Pore Shape Evolution in Mesoporous Silica Thin Films: from Circular to Elliptical to Rectangular

Abstract

The synthetically tailored morphologies of mesoporous silica thin films are important for applications to sensing, separations, and catalysis. Sol-gel methods using surfactant templates can produce a variety of mesoporous phases, including one composed of long cylindrical micelles aligned parallel to the substrate. This hexagonal phase is particularly useful for analysis of the thin film stresses that produce the circular-elliptical-rectangular micelle shape evolution as the film dries. A simple linear elastic model employing an effective medium concept is proposed to describe this shape evolution using a minimal set of parameters: mesopore aspect ratios are predicted from the film’s known Poisson ratio and its measured thickness strain. The model may be of general utility for guiding the structural design of thin film mesoporous materials.

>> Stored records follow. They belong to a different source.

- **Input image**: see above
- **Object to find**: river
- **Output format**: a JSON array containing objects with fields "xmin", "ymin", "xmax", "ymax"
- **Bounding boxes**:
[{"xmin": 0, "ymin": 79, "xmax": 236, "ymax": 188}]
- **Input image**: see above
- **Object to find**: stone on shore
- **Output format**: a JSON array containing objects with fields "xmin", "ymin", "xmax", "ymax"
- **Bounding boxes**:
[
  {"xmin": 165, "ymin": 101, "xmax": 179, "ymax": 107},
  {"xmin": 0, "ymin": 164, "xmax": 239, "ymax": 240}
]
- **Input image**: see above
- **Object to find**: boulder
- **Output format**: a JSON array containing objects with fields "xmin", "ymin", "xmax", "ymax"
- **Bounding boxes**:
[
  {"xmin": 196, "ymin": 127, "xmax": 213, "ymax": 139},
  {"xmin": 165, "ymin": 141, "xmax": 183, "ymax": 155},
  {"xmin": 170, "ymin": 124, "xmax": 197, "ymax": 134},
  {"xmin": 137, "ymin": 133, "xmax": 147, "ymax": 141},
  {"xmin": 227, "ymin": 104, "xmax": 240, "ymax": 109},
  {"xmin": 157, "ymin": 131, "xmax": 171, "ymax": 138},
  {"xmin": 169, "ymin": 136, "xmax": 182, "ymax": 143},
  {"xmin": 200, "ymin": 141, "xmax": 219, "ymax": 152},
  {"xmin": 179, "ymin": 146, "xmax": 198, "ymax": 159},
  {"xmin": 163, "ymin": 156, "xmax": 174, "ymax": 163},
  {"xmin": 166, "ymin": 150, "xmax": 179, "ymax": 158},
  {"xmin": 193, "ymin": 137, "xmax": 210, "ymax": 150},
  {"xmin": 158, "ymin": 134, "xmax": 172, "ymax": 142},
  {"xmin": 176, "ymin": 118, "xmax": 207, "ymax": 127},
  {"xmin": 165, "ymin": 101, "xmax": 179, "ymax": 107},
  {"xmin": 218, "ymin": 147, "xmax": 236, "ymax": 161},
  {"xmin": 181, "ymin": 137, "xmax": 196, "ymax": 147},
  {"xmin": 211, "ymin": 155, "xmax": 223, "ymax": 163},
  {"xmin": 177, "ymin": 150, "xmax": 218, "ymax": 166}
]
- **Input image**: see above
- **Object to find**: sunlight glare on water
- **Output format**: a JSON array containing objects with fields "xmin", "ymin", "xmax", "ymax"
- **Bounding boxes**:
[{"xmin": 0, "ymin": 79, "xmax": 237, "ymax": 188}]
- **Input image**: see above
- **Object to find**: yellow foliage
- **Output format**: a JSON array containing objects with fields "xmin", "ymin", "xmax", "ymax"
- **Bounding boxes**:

Additional analysis reveals that the material fails when the internal stress system departs significantly from the plane stress condition. This occurs for severe gel shrinkage when the micelle shape exceeds its maximum aspect ratio, defined by conservation of volume and the geometric constraints of adjacent micelles. Localized stresses associated with micelle pressurization cause failure of the small silica ligaments between micelle ends, thus limiting the range of mesopore aspect ratios attainable for the structural tailoring of these materials.

Revised: November 4, 2005 | Published: August 15, 2005

Citation

Williford R.E., R.S. Addleman, X.S. Li, T.S. Zemanian, J.C. Birnbaum, and G.E. Fryxell. 2005. Pore Shape Evolution in Mesoporous Silica Thin Films: from Circular to Elliptical to Rectangular. Journal of Non-crystalline Solids 351, no. 27-29:2217-2223. PNNL-SA-41313.